Call it the price of greatness if you wish, but when Mike Trout slides into an 0-26 slump, as he did a few weeks go, he tends to get more attention than some slapdick corner infielder who can't buy a hit would. When that 0-26 slump also happens to coincide with a 14-game losing streak, it might even lead to some pointed questions being asked. Specifically, Really, are the goddamn Angels gonna do this again? and Uhh, is Mike Trout OK?

The first question remains unresolved for now (yes, the Angels probably going to do this again), but Trout himself provided an emphatic answer to the second question this weekend. He's fine. Better than fine, actually. He's still great. Trout wrapped up a five-game series against the Mariners on Sunday by hitting a two-run homer in the fourth inning. The day before that, he homered in both games of a double header. And on Thursday, during the first game of the series, Trout went deep twice.

If you were subconsciously counting up dingers with your fingers while reading the previous few sentences, feel free to look down at your hand now and confirm that, yes, Trout smacked five damn dongs in five games this weekend. And because Trout can hardly ever sneeze without doing something that has rarely, if ever, happened in baseball history, this outburst of dinger mania comes with its own narrow slice of historical significance. According to MLB.com, Trout is the first player in AL/NL history to hit four game-winning home runs in a single series. That one will look great on the mantle.

Given the Angels' current predicament, it's the game-winning nature of Trout's homers that carry the most meaning. They managed to snap a 14-game winning streak on June 9 (no thanks to Nickelback), but then went right ahead and lost five out of the next seven. But they took four out of five from the Mariners, and Sunday's victory gave them a three-game winning streak. If they can kick off their series against the Royals with a win tonight, they'll have their longest winning streak since the end of May. They'll certainly be looking forward to the Mariners coming to California for a three-game set next weekend, and not just because Trout just finished beating the crap out of them. He always beats the crap out of them. Trout has a 1.097 career OPS against Seattle, and the 52 homers he's bashed while facing them are tied with Rafael Palmeiro's mark for the most hit against them by a single player.
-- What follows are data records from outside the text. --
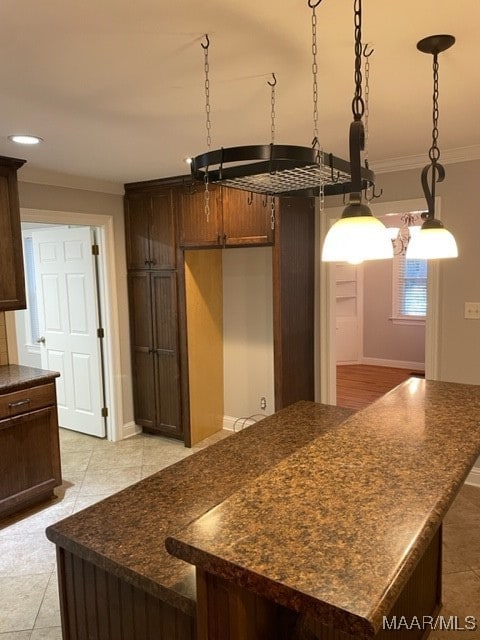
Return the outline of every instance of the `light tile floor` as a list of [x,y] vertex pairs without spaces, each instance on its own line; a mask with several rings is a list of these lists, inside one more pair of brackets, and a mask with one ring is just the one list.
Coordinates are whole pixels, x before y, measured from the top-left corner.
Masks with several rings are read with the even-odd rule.
[[62,640],[55,546],[49,524],[66,518],[218,439],[192,449],[141,434],[108,442],[60,429],[63,484],[56,500],[0,522],[0,640]]
[[[55,547],[45,528],[229,435],[193,449],[158,436],[112,443],[60,430],[63,485],[58,499],[0,523],[0,640],[62,640]],[[431,638],[480,640],[480,488],[464,486],[445,518],[442,614],[475,616],[477,631]]]

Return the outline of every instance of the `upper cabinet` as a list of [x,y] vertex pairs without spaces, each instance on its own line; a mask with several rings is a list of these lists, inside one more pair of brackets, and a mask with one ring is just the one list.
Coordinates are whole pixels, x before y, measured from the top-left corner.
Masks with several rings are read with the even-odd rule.
[[129,269],[175,269],[173,190],[130,193],[125,198]]
[[238,189],[209,186],[209,214],[205,190],[178,192],[180,246],[245,247],[273,243],[270,201]]
[[0,156],[0,311],[25,309],[17,170],[25,160]]

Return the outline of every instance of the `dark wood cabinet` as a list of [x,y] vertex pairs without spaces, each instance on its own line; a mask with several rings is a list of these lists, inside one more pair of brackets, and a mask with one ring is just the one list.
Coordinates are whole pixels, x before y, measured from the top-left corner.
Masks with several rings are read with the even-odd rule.
[[48,499],[62,483],[53,379],[0,395],[0,451],[0,517]]
[[174,269],[173,191],[129,194],[125,200],[129,269]]
[[0,156],[0,311],[25,309],[17,170],[25,160]]
[[223,240],[222,190],[209,186],[209,209],[205,211],[205,191],[183,187],[177,191],[179,243],[182,247],[218,247]]
[[[208,370],[198,349],[205,327],[193,330],[192,318],[212,319],[214,308],[221,317],[222,262],[214,259],[218,252],[196,249],[273,244],[275,408],[313,400],[313,199],[276,199],[273,230],[270,198],[259,194],[210,185],[207,221],[204,187],[189,177],[125,189],[135,422],[186,446],[203,434],[213,394],[198,393]],[[219,356],[212,344],[208,349],[223,362],[221,349]],[[223,398],[220,383],[215,388]]]
[[[273,243],[270,198],[239,189],[223,189],[222,204],[223,242],[226,246]],[[278,202],[275,203],[277,206]]]
[[177,274],[131,271],[128,284],[135,421],[181,438]]
[[205,190],[178,190],[180,246],[185,248],[245,247],[272,244],[270,200],[238,189],[209,186],[209,209]]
The Angels are now 33-36, and Trout's numbers are once again starting to resolve into those belonging to a presumptive MVP. He's got 21 homers and is hitting .290/.398/.659, and by the time September rolls around nobody is going to remember that weird stretch at the end of May when he didn't get a hit in 26 at-bats. All of this leaves both Trout and the Angels standing on familiar ground, of course. Trout can go on hitting a bushel of homers and setting some weird record you'd never before considered every weekend, as he's done for his entire career, but it won't mean much unless the Angels actually manage to win the games he is so keen to carry them through. Three games below .500 on June 20 isn't the worst place for a team that just lost 14 in a row to find itself, but they are 9.5 games off the division lead and the season isn't getting any longer.